5:00 – 10:00 05:00-10:00
The instructor explains the strategy for the first problem. He identifies that the sum is from 22 to 88, which is an arithmetic sequence. He calculates the number of terms as 67. He then pairs the terms from the beginning and end of the sequence: (22^3 + 88^3), (23^3 + 87^3), and so on.

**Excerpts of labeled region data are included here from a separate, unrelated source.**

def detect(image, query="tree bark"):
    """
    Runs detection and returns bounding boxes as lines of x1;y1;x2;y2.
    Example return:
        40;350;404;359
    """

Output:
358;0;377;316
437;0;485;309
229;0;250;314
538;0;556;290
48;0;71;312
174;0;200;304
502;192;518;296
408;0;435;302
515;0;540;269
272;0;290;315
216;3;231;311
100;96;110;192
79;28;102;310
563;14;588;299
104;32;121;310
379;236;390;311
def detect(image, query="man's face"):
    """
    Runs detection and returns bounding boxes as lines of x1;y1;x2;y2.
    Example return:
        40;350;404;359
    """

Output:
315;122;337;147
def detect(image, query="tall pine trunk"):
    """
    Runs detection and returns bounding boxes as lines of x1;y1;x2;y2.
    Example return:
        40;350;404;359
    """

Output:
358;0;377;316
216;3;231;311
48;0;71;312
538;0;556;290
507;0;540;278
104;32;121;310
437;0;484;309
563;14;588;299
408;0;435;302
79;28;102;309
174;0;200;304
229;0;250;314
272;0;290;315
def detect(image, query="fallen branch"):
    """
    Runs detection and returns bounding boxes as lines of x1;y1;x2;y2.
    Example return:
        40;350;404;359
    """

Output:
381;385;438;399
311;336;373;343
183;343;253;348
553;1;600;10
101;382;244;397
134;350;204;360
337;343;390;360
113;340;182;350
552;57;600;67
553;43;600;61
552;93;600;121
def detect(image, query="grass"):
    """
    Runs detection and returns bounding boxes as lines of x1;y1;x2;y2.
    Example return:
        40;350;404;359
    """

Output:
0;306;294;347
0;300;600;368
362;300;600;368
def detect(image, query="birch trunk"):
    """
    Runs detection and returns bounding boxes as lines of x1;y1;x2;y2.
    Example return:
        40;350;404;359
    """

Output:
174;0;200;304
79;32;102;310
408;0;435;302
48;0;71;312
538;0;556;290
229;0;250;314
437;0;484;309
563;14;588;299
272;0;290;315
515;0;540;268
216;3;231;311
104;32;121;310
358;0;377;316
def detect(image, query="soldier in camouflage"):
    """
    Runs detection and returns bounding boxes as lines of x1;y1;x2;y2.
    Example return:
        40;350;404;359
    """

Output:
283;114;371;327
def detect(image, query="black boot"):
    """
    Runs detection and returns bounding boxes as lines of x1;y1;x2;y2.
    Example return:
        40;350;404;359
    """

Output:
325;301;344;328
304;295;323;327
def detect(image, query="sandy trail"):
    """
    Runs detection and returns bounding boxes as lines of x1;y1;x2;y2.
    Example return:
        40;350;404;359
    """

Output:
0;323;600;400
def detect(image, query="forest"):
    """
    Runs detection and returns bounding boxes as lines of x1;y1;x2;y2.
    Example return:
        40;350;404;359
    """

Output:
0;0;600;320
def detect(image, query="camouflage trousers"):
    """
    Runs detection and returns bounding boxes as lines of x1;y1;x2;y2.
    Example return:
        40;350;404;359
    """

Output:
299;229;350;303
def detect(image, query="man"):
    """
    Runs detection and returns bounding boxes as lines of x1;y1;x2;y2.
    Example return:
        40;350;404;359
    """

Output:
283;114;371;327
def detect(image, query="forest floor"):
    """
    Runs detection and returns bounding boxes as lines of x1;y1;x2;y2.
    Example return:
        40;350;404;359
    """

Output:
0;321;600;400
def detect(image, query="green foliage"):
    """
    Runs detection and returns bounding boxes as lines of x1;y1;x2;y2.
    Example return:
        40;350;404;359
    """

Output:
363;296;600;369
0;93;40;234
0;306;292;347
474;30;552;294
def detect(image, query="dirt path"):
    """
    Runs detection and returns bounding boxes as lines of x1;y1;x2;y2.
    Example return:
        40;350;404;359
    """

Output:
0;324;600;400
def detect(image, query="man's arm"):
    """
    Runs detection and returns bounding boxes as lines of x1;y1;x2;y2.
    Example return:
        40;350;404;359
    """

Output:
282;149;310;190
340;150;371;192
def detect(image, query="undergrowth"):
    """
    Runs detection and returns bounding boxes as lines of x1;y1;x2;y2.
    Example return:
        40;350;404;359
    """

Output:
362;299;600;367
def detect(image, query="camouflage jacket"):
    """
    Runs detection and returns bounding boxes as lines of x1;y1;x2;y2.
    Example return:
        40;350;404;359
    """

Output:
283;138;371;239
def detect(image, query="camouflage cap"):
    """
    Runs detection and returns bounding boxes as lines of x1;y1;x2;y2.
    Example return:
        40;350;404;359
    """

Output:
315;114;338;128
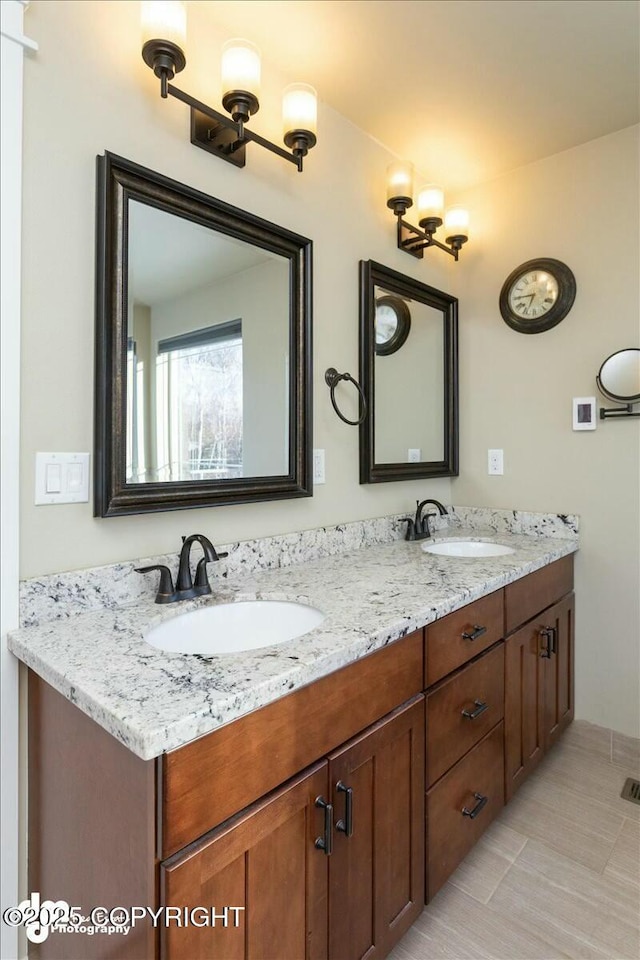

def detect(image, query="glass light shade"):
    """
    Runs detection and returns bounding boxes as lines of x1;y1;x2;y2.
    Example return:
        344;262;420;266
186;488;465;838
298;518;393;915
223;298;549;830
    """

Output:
282;83;318;142
444;207;469;239
418;183;444;221
140;0;187;49
387;160;413;201
222;40;260;99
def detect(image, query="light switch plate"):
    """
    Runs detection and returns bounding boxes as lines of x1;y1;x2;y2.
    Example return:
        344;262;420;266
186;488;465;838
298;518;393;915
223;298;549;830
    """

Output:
313;450;325;484
35;453;90;505
487;450;504;477
572;397;598;430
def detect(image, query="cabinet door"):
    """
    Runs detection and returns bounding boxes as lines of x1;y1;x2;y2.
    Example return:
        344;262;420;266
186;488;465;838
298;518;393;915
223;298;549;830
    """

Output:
541;594;575;750
504;620;547;800
161;761;329;960
505;594;574;800
329;696;425;960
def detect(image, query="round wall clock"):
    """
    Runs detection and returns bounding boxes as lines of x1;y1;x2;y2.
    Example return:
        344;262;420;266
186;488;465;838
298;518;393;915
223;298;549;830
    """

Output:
374;296;411;357
500;258;576;333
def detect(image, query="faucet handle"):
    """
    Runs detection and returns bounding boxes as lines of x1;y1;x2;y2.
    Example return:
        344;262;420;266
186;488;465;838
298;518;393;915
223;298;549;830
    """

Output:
398;517;416;540
133;563;175;603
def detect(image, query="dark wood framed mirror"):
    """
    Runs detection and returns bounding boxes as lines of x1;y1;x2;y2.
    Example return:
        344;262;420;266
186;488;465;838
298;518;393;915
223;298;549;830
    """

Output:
94;153;312;517
360;260;458;483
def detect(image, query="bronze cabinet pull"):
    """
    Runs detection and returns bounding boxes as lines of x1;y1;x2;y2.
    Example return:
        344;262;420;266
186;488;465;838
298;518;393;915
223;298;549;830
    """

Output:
462;700;489;720
315;797;333;857
462;793;489;820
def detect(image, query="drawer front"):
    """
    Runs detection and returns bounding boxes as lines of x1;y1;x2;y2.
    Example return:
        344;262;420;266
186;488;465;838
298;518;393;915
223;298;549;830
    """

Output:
504;554;573;633
427;643;504;786
161;630;424;857
427;723;504;903
424;590;504;689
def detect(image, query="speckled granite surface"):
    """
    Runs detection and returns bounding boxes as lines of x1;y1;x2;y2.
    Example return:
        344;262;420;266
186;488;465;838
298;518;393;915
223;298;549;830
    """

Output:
9;512;578;759
20;507;578;626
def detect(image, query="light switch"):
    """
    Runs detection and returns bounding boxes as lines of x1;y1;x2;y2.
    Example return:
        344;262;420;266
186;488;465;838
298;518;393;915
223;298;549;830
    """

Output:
35;453;90;504
67;463;83;493
45;463;62;493
313;450;325;484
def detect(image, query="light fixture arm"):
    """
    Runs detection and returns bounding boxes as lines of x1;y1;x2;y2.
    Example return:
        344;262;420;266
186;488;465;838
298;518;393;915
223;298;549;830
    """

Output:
167;83;303;173
396;213;467;261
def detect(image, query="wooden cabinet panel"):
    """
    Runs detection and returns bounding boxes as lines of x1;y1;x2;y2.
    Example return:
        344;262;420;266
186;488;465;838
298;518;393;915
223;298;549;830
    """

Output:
329;696;424;960
161;762;329;960
427;723;504;901
424;590;504;688
28;670;158;960
504;621;544;801
505;594;574;800
542;594;575;750
427;643;504;786
504;554;573;633
162;630;424;857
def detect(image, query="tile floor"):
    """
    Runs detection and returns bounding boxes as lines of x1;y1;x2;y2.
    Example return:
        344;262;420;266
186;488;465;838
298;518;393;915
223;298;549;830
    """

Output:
389;721;640;960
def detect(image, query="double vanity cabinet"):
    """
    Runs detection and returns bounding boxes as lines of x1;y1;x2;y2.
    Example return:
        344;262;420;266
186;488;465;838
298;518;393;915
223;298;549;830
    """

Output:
29;556;573;960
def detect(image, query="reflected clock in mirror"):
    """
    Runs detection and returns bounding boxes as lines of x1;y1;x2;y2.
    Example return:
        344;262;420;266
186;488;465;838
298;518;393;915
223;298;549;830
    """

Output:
360;261;458;483
95;154;311;516
375;291;411;357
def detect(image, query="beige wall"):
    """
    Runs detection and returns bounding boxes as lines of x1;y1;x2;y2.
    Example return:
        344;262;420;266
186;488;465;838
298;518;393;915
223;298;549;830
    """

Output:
21;0;640;735
452;127;640;736
21;0;450;577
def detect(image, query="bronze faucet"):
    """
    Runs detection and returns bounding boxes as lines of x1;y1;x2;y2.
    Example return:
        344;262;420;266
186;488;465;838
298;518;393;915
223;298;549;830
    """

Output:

He writes the formula for the nth term of an arithmetic sequence, an = a + (n-1)d, and calculates that 88 = 22 + (n-1)1, finding n=67. He then shows that 22+88=110, 23+87=110, etc., and notes that since the exponent 3 is odd, the sum of cubes a^n + b^n is divisible by a+b when n is odd.
10:00 – 15:00 10:00-15:00
The instructor draws a diagram on the whiteboard to illustrate the divisibility rule for a^n + b^n. He shows that if n is odd, a^n + b^n is divisible by a+b. He writes the formula a^n + b^n = (a+b)(a^(n-1) - a^(n-2)b + ... + b^(n-1)). He applies this to the first problem, stating that since 22+88=110, 23+87=110, and so on, and the exponent 3 is odd, each pair (22^3 + 88^3), (23^3 + 87^3), etc., is divisible by 110. He then notes that there are 33 such pairs and one middle term, 55^3, which is also divisible by 110 because 55 is a factor of 110. Therefore, the entire sum is divisible by 110, and the remainder is 0.
15:00 – 20:00 15:00-20:00
The instructor moves to the second problem. He writes the sum N = 16^7 + 17^7 + 18^7 + 19^7. He calculates the sum of the bases: 16+17+18+19 = 70. He notes that 70 is divisible by 5, 7, 14, and 35. He then applies the same principle: since the exponent 7 is odd, the sum of the seventh powers is divisible by the sum of the bases, which is 70. Therefore, N is divisible by 5, 7, 14, and 35, and the remainders R1, R2, R3, and R4 are all 0. The sum R1 + R2 + R3 + R4 is 0.
20:00 – 22:25 20:00-22:25
The video concludes with a final screen. A red and blue neon-style box appears with the text 'THANK YOU FOR WATCHING'. A lightning bolt effect splits the box down the middle, and the video ends. The instructor's voice is not heard in this final segment.
The video provides a clear and structured lesson on solving remainder problems using the properties of divisibility. The core concept demonstrated is that for an odd exponent n, the sum a^n + b^n is divisible by a+b. This principle is applied to two different problems. In the first, the sum of cubes from 22 to 88 is shown to be divisible by 110 by pairing terms that sum to 110. In the second, the sum of seventh powers from 16 to 19 is shown to be divisible by 70, and since 70 is a multiple of 5, 7, 14, and 35, the sum is divisible by all of them, resulting in a sum of remainders of 0. The lecture effectively uses visual aids and step-by-step reasoning to teach a powerful mathematical shortcut.